Microservices have become a prevalent architectural approach to developing applications. Moving from a monolithic application to multiple container-based services has many advantages. One of the largest is dynamic scalability; spinning up and shutting down instances of services to adapt to dynamic loads is very cost-effective in a public cloud environment.
For JVM-based applications, running in a managed environment using JIT compilation, this provides additional challenges. Primarily, this is around the time required for a service to warm up and reach the optimum level of performance. To address this, we have seen various approaches such as the Graal VM and Quarkus that use an AOT approach rather than JIT compilation.
In this session, we will explore the pros and cons of both approaches to help in understanding the tradeoff between initial performance and overall
performance.

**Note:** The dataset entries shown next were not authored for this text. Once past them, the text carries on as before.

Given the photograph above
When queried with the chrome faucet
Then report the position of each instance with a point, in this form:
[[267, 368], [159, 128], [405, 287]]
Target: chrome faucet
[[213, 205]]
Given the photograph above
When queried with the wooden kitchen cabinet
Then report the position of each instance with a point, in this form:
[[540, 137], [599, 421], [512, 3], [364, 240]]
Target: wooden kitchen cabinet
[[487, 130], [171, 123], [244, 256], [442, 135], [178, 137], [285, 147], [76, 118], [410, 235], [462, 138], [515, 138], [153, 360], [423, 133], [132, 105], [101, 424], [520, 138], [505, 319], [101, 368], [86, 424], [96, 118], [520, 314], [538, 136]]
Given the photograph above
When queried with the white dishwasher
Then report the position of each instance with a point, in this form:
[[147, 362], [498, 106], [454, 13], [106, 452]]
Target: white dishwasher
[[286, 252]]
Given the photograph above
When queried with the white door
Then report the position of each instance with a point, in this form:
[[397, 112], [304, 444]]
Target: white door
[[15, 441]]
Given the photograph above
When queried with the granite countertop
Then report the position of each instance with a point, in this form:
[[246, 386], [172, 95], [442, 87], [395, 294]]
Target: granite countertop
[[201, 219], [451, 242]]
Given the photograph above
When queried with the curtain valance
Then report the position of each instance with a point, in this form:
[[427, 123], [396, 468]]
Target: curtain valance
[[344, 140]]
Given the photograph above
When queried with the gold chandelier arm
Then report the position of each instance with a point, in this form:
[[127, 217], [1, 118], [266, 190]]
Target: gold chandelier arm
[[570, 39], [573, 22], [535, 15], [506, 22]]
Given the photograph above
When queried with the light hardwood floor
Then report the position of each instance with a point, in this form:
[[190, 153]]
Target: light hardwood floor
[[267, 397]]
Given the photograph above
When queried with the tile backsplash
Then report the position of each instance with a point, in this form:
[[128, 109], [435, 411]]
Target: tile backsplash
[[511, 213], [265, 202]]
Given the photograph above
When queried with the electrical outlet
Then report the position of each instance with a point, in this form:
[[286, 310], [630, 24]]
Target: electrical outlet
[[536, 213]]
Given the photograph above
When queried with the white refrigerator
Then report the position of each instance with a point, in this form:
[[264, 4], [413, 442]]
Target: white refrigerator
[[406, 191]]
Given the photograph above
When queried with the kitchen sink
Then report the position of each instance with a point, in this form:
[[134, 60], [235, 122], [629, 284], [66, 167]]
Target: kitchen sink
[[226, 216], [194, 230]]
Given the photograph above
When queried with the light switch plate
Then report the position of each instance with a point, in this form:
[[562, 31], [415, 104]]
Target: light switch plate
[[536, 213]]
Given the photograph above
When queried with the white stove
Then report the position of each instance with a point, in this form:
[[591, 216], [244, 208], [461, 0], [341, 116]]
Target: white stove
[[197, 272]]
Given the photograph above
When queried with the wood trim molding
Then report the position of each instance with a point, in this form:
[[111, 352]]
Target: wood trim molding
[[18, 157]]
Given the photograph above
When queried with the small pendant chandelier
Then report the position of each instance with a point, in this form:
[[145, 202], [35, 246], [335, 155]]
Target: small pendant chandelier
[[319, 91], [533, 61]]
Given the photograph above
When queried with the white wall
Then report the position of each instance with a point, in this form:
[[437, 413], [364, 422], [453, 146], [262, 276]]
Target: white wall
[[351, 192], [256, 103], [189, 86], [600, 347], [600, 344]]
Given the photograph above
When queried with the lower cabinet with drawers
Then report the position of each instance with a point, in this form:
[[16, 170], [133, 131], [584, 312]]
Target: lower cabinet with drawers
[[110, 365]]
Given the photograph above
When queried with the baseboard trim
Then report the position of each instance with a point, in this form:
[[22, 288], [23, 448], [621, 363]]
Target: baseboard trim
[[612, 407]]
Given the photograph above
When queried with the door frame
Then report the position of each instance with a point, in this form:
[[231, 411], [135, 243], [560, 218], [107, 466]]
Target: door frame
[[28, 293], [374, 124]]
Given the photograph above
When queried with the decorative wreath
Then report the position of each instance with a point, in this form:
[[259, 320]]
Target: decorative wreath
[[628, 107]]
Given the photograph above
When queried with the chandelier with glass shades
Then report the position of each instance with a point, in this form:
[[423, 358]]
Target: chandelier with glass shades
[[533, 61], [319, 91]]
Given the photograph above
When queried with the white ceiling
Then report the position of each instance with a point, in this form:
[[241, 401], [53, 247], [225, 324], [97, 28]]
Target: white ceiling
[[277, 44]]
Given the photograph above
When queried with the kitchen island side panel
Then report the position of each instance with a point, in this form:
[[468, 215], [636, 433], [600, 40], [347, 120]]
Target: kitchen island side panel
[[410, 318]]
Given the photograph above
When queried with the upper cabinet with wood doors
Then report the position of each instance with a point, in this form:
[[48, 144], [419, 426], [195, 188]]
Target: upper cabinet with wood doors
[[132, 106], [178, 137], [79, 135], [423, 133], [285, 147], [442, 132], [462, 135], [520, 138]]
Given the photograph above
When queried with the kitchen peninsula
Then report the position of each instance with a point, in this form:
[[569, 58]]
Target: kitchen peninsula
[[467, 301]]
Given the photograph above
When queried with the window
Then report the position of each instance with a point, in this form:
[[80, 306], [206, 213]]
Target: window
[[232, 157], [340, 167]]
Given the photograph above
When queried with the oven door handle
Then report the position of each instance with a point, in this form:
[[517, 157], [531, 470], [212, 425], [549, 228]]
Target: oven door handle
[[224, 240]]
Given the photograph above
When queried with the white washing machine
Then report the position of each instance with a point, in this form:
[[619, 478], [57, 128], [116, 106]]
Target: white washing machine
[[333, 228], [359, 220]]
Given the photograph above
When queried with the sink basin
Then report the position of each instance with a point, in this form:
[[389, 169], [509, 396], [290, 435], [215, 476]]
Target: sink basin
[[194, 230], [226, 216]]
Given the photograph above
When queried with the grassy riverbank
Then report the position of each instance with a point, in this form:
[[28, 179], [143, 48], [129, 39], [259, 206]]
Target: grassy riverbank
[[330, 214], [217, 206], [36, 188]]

At the end of the session, you will have a clear idea of how to approach your Java microservice design from the AOT and JIT perspective.

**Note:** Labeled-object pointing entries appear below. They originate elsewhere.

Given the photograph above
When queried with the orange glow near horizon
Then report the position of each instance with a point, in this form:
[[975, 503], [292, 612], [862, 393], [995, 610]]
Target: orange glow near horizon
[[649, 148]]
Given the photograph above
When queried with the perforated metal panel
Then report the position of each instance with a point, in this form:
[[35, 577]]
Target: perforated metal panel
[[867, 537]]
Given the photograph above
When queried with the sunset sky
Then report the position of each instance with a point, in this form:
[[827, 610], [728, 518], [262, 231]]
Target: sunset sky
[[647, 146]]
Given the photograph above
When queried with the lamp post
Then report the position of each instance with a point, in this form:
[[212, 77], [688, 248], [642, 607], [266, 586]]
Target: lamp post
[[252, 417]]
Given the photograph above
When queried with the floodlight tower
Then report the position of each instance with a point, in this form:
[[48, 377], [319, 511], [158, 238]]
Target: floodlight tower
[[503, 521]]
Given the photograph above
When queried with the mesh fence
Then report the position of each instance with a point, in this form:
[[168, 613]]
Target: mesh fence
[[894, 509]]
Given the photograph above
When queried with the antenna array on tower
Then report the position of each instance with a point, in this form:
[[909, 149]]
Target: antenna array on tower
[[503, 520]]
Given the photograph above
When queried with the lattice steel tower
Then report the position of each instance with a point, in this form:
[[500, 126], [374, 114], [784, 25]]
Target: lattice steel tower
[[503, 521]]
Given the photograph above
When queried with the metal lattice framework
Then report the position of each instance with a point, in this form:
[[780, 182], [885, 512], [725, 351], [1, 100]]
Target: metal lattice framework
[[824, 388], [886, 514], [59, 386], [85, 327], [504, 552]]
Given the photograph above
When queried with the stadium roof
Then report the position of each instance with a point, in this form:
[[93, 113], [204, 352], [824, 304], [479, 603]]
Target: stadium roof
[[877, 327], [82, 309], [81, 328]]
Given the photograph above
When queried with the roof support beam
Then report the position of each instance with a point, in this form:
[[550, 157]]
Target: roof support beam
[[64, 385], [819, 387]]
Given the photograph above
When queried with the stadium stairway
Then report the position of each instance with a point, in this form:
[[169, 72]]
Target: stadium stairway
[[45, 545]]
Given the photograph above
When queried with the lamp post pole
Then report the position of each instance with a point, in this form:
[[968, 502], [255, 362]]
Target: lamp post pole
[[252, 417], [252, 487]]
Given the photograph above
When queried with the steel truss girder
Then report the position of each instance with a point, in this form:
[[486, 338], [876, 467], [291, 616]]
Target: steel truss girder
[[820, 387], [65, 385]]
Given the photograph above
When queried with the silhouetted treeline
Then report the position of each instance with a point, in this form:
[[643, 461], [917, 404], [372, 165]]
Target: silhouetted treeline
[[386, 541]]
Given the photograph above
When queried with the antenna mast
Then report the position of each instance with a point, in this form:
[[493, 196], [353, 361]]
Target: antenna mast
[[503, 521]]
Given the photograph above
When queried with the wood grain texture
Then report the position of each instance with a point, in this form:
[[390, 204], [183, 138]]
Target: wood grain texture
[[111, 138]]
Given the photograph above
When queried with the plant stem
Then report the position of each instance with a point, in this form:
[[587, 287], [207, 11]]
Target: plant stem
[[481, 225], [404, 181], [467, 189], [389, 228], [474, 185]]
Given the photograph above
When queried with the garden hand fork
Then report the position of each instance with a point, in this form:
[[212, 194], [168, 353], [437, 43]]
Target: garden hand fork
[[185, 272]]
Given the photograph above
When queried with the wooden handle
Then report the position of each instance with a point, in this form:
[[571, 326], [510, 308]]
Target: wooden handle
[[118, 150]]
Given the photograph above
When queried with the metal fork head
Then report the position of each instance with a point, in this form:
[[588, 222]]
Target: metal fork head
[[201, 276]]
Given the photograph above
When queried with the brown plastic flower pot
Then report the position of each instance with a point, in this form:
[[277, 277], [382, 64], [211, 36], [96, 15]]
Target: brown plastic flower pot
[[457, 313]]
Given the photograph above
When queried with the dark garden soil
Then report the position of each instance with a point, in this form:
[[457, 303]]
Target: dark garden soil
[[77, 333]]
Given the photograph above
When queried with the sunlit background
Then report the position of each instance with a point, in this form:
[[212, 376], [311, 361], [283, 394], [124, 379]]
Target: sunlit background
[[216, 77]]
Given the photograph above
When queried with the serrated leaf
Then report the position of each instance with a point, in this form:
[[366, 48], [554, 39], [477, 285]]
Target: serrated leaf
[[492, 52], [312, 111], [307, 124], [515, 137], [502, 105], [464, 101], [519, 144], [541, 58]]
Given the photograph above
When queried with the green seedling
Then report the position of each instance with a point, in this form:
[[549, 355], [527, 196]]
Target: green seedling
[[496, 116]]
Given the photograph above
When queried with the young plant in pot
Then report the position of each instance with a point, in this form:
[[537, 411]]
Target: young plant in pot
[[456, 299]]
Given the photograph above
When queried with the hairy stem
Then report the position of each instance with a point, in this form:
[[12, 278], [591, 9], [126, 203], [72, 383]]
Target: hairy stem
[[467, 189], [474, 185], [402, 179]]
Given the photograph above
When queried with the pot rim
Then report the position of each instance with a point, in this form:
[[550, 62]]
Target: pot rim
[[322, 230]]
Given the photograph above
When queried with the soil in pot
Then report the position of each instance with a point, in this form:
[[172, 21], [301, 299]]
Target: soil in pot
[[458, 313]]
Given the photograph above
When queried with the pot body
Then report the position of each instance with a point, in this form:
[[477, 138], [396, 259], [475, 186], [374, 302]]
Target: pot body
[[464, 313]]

Scheduled on Friday from 11:20 to 12:10 (Europe/Kiev) in Stream 3
Simon Ritter is the Deputy CTO of Azul Systems. Simon has been in the IT business since 1984 and holds a Bachelor of Science degree in Physics from Brunel University in the U.K.

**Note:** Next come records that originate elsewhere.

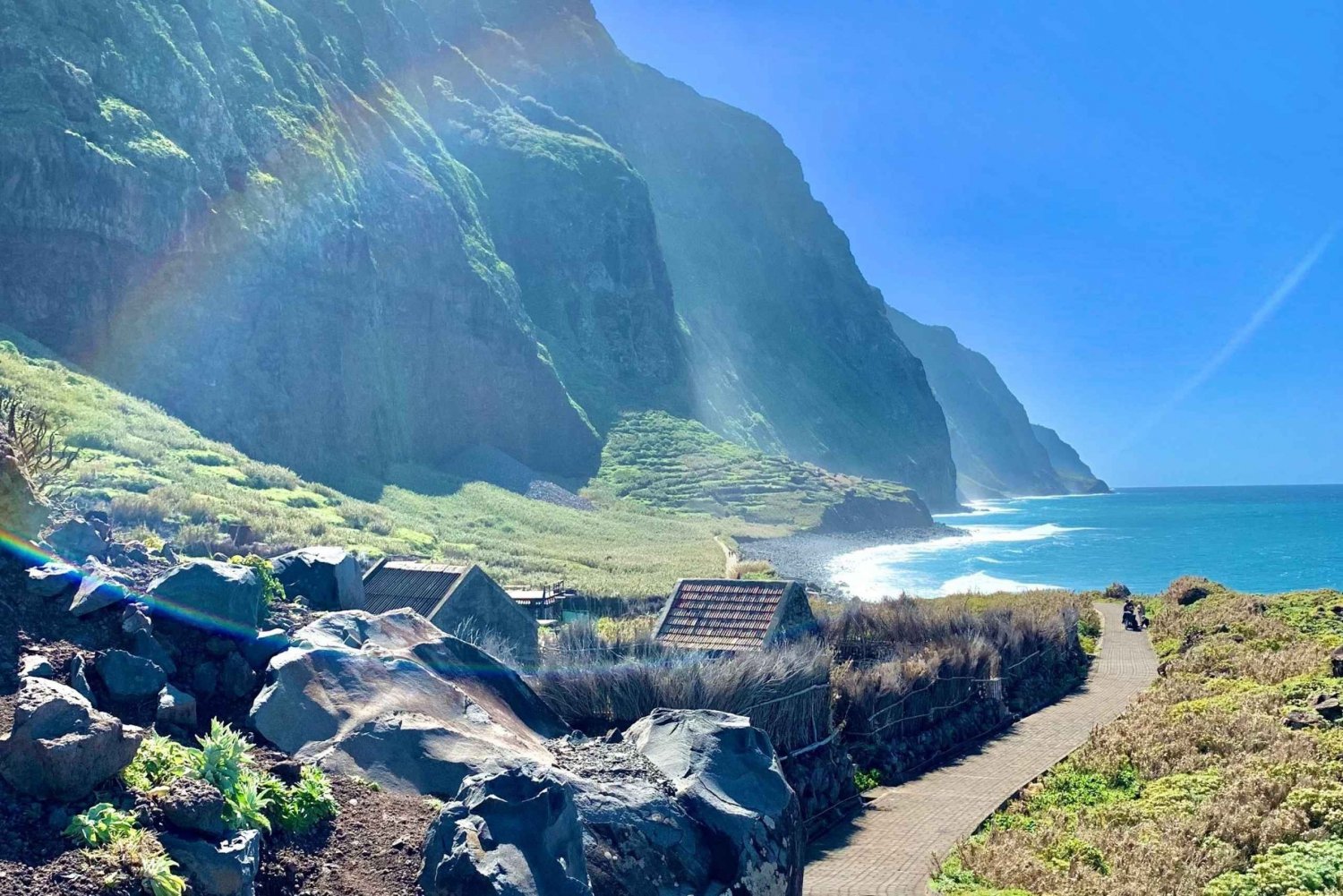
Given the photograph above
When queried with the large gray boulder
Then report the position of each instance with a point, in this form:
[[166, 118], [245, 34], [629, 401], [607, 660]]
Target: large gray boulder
[[324, 578], [395, 700], [77, 539], [728, 778], [53, 579], [512, 833], [99, 586], [129, 678], [218, 866], [61, 747], [210, 595]]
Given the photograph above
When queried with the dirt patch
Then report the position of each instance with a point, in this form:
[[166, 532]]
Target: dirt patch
[[371, 849]]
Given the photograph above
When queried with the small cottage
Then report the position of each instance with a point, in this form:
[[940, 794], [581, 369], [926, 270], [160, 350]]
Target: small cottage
[[454, 598], [731, 616]]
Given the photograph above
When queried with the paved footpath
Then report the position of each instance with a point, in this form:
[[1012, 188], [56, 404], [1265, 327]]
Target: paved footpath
[[891, 848]]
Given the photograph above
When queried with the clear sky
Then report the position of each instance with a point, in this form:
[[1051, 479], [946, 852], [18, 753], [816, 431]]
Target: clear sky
[[1119, 203]]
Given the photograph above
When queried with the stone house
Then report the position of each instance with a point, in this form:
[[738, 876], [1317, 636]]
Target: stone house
[[458, 600]]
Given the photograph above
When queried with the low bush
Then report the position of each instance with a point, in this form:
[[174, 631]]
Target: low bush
[[1200, 789], [252, 798], [101, 825]]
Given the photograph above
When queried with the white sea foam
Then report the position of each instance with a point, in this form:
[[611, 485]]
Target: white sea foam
[[985, 584], [878, 571]]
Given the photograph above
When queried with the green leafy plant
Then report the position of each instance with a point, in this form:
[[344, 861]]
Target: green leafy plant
[[271, 590], [101, 825], [158, 764], [1287, 869], [309, 802], [222, 758], [158, 877], [246, 804], [1072, 850]]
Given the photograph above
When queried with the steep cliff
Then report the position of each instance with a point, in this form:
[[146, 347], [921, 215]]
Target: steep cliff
[[1071, 469], [787, 343], [991, 439], [346, 235]]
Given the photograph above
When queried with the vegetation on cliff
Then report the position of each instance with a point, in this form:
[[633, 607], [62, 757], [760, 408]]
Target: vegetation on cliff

Simon joined Sun Microsystems in 1996 and started working with Java technology from JDK 1.0; he has spent time working in both Java development and consultancy. Having moved to Oracle as part of the Sun acquisition, he managed the Java Evangelism team for the core Java platform. Now at Azul, he continues to help people understand Java as well as Azul’s JVM technologies and products. Simon has twice been awarded Java Rockstar status at JavaOne and is a Java Champion. He represents Azul on the Java SE Expert Group, OpenJDK Vulnerability Group and Adoptium Steering Committee.